The research also revealed a difference in placement of the eyes. Modern-day harvestmen species have either median eyes (near the middle of the body) or lateral eyes (on the side of the body). (Related: “Photo in the News: Ancient Spider ‘Digitally Dissected.'”)

The harvestman fossil sported both median and lateral eyes.

daddy long legs
A daddy longlegs on a fence in southern Ontario, Canada. Photograph by P. Raja, National Geographic YourShot

Genetic analysis further revealed that modern-day harvestmen possess an unused “eyestalk-growing” gene in the location of the missing peepers, suggesting that daddy longlegs gradually lost their extra eyes through evolution. (See “Spiders Evolved Spare Legs.”)

“Arachnid eyes in general are pretty variable, and different groups tend to lose or modify their eyes quite a bit,” said Garwood, whose study was published April 10 in the journal Current Biology.

It’s unknown why harvestmen lost their eyes, but it’s possible that spiders retained more eyes because they rely more on their eyesight for hunting prey.
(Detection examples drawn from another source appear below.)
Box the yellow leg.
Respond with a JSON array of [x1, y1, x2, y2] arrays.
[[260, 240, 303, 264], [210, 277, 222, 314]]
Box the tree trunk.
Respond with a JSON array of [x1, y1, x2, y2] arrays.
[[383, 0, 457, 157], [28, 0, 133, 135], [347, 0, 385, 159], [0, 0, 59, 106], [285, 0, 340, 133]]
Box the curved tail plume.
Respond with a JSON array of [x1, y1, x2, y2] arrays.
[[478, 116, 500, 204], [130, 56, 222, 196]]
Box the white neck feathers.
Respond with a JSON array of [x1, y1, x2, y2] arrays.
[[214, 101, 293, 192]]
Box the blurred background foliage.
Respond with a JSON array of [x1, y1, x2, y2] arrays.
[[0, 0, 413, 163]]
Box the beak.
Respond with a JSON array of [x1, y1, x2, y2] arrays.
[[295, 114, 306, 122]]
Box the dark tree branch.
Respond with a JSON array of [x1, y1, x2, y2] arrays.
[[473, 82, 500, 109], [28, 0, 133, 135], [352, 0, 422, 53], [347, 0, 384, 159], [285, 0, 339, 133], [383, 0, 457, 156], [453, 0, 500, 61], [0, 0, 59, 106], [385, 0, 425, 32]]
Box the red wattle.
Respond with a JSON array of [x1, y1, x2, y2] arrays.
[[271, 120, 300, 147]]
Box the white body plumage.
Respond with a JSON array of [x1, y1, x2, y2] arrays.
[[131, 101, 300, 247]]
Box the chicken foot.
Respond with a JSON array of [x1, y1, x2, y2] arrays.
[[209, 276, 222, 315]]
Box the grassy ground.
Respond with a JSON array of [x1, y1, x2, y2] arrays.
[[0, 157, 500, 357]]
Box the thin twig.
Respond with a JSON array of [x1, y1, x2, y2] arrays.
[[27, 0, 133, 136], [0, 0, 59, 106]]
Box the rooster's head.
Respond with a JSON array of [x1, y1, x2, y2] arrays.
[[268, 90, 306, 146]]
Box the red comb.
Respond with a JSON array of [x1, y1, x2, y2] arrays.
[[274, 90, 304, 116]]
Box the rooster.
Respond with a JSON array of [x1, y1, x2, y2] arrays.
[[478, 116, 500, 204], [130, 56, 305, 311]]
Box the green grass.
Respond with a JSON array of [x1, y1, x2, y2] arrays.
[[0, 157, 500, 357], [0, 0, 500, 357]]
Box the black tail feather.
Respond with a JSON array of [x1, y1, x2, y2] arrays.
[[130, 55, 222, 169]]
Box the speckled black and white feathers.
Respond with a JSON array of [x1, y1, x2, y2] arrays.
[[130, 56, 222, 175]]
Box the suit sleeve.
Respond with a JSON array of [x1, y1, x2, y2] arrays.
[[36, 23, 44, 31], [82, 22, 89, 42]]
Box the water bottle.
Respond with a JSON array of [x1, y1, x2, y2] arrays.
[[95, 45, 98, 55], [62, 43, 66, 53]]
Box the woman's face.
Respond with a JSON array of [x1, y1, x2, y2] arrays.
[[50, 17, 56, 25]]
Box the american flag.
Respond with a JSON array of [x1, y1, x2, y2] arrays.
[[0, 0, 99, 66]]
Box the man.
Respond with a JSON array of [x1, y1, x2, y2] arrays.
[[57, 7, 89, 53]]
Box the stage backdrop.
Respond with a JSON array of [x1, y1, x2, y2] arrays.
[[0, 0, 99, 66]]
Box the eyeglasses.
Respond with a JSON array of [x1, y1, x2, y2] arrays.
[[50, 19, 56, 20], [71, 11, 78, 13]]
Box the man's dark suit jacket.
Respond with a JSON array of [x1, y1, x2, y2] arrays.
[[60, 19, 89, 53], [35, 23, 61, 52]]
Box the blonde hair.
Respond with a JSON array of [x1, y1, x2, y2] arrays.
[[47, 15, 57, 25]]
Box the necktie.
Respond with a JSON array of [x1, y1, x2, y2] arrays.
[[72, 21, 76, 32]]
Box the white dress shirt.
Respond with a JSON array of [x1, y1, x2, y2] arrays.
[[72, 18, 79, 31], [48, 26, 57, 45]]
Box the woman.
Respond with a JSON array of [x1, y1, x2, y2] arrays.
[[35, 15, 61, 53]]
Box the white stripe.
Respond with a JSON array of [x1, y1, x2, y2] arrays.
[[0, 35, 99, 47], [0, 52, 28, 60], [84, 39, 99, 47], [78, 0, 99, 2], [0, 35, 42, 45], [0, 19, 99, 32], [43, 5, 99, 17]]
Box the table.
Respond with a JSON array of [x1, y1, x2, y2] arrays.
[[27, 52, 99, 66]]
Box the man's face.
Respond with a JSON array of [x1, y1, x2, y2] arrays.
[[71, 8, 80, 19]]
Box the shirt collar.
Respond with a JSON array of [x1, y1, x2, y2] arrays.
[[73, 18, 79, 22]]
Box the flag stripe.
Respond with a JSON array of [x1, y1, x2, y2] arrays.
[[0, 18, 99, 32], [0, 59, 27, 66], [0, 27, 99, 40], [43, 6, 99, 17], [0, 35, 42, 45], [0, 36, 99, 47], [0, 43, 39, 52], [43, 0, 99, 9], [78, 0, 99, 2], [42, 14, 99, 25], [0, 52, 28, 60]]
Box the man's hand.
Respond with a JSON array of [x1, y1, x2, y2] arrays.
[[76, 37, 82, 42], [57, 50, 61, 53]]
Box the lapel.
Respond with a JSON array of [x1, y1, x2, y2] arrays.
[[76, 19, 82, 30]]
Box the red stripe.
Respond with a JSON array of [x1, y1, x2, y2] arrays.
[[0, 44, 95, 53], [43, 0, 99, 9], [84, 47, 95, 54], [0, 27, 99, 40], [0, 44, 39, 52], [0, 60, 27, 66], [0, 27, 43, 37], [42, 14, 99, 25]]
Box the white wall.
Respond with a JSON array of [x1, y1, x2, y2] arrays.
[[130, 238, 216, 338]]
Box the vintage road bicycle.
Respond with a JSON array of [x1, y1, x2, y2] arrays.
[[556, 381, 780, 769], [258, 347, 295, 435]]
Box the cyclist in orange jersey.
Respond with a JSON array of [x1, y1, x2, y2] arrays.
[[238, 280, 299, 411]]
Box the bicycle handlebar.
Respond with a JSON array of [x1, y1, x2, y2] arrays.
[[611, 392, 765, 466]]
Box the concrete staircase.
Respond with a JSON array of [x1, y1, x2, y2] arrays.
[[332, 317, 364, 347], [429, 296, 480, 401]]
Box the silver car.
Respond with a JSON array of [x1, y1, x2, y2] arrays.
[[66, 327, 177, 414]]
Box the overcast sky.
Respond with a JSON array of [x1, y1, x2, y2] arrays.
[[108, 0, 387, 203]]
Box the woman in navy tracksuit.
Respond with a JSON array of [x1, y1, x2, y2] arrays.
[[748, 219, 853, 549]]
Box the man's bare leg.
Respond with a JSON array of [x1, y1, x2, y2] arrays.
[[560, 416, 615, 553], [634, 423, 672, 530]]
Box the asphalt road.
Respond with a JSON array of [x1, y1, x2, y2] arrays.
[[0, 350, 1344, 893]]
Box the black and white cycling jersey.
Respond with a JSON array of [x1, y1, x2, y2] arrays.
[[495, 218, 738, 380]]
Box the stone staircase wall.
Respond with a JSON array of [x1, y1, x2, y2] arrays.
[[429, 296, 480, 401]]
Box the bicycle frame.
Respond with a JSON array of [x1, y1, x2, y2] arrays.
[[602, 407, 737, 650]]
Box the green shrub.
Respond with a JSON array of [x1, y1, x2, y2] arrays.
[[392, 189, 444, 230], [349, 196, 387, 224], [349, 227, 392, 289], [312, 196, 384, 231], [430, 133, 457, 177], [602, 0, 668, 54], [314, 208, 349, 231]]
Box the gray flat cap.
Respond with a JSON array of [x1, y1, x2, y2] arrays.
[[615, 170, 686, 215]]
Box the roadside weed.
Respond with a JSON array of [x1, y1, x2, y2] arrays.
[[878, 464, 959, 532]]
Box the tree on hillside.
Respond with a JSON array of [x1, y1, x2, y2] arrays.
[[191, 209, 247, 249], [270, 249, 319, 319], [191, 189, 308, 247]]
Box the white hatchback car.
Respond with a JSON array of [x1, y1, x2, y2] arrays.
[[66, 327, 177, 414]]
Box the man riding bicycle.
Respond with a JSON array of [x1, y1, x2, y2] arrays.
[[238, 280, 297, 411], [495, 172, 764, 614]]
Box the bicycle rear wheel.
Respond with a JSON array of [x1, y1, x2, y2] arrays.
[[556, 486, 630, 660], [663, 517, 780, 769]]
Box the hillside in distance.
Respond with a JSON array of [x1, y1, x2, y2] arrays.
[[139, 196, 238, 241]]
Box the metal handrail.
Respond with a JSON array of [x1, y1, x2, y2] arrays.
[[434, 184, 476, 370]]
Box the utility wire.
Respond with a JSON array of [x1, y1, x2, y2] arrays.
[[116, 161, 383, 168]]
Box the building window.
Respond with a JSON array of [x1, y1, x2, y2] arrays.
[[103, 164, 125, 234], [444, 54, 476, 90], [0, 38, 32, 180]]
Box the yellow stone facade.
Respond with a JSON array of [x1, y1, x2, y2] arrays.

Harvestmen generally scavenge decaying plants and animals on the forest floor.

According to Garwood, the new findings may also help scientists better understand the genetics of eye development in arachnids at large, as well as shed light on other evolutionary mysteries.

“This work shows that by combining evolutionary-developmental biology, fossils, and evolutionary biology, we can explain otherwise enigmatic features in living groups.”

Follow Stefan Sirucek on Twitter.


  1. Alex
    October 26, 11:23 am

    How did they lose their eyes its complicated for me I’m 8 years old.

  2. Stefan Sirucek
    May 8, 2014, 1:51 pm

    Hi Brenna. Thanks for your comment. Indeed it’s hard to say why it lost the extra eyes. It all depends on what sort of selection pressures it was under at the time. Or maybe it was just tired of being called four-eyes. ^^

  3. Brenna
    April 21, 2014, 12:36 pm

    I wonder why they lost their eyes… evolution is an interesting thing.

  4. Lurker111
    Virginia, USA
    April 13, 2014, 6:05 pm

    Evolutionary simplification has also been evidenced in certain intestinal parasites (no longer able to live free-standing, though vestigial genes exist), cave-dwelling species (loss of pigment or eyes), and in other species. The reason for the evolutionary simplification selection is that you save energy not growing things you no longer need.

    Side comment on harvestmen & scavenging: In Richmond, Va., ca. 1984, a harvestman came to visit the cement slab of our apartment’s back porch. We were having dinner at the time, and the wife took a tiny meat bit from our spaghetti sauce and put it out where the harvestman could find it. The creature _did_ find the bit, _picked it up_ and _walked away with it_.

    My jaw didn’t snap back into place until three days later.

  5. Namor
    April 13, 2014, 1:36 pm

    Lose 2 legs. Stop frontin’.

  6. Mark
    United Kingdom
    April 13, 2014, 8:24 am

    Apparently, the common name refers to two different species, depending on which side of the Atlantic you are writing: your arachnids of the order Opiliones or the family Pholcidae, and our flies Tipulidae sensu stricto and sub-families. I’ve learnt something today; thank you.